Testing Thermal-Relic Dark Matter with a Dark Photon Mediator

TL;DR

This paper evaluates the viability of thermal-relic dark matter models mediated by dark photons, using recent experimental results to exclude or support different parameter regimes, and highlights future experimental prospects.

Contribution

It provides the first comprehensive analysis of dark photon mediated dark matter in light of recent DAMIC-M results, identifying excluded and viable parameter spaces for various models.

Findings

Direct-annihilation regime for complex scalar dark matter is mostly excluded.

Resonant annihilation remains viable for specific mass relations.

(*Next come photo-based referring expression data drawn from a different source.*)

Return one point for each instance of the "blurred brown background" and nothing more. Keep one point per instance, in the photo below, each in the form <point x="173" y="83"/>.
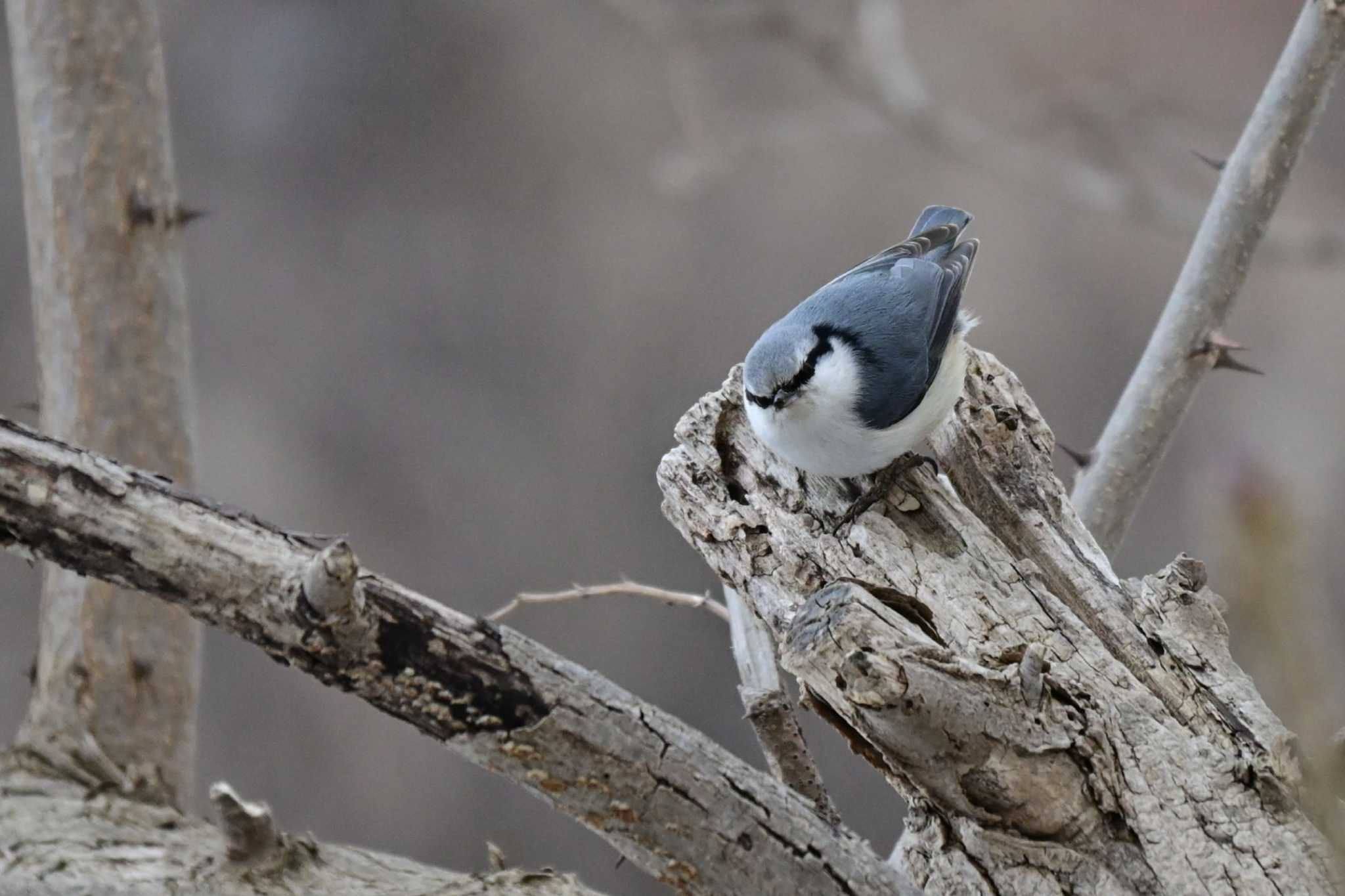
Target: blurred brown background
<point x="468" y="263"/>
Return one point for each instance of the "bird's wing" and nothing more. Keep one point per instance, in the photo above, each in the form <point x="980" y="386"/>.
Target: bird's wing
<point x="957" y="269"/>
<point x="916" y="246"/>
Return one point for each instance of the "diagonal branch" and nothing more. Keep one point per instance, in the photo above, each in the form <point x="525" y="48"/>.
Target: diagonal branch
<point x="665" y="796"/>
<point x="58" y="839"/>
<point x="1161" y="389"/>
<point x="625" y="587"/>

Secluded annihilation is excluded for dark matter masses below 30 GeV.

Abstract

In light of recent DAMIC-M results, we present the status of thermal-relic dark matter $\chi$ coupled to a kinetically-mixed dark photon $A^\prime$. In the predictive "direct annihilation" regime, $m_{A'} > m_\chi$, the relic abundance depends on the kinetic mixing parameter, and there is a minimum value compatible with thermal freeze out. Using only electron and nuclear recoil direct detection results, we find that for complex scalar dark matter, the direct-annihilation regime is now excluded for nearly all values of $m_\chi$; the only exception is the resonant annihilation regime where $m_{A'}\approx 2 m_\chi$. Direct annihilation relic targets for other representative models, including Majorana and Pseudo-Dirac candidates, remain viable across a wide range of model parameters, but will be tested with a combination of dedicated accelerator searches in the near future. In the opposite "secluded annihilation" regime, where $m_\chi > m_{A'}$, this scenario is excluded by cosmic microwave background measurements for all $m_\chi \lesssim 30$ GeV. Similar conclusions in both the direct and secluded regimes hold for all anomaly-free vector mediators that couple to the first generation of electrically-charged Standard Model particles.